In July 2017, I was back in the US after a year in Morocco, unemployed. I had traveled to Morocco a year earlier on a Fulbright, inspired by my love of languages and linguistics studies. Back home, things felt both familiar and unfamiliar. I learned the newly resettled Syrian families supported by TBE needed Arabic translation help and I volunteered. I did not speak the right Arabic because of varying dialects, but I could communicate. I was happy to find a window of the warmth and hospitality I felt in the communities of Morocco as I settled back into American life.
When I moved to DC (employed), I sought opportunities to volunteer. Disconnected from a temple (no TBE), I eventually discovered a “family friends” program for refugees run by a local church and was assigned to a team for a family in Maryland. Our team visits every week or so with the family, helping with things ranging from doctor’s appointments to science projects to Halloween.

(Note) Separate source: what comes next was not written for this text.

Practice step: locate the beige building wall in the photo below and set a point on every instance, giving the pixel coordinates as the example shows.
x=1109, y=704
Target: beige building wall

As one of my team members puts it, we are basically there with them to “do life in America.”
I am grateful to have the time to volunteer, to get to know the wonderful families who are now my friends, and to support them in adapting to and thriving in their new homes.
Present throughout this experience is the meaningful reminder my own grandfather was a refugee not so long ago. After escaping World War II Poland, he was a refugee in Europe for 10 years before arriving in America. Though the circumstances are different for refugees coming to the US today, the power of extending a warm welcome hasn’t changed. And in my experience, I have only received kindness and welcome in return, often in the form of Syrian desserts.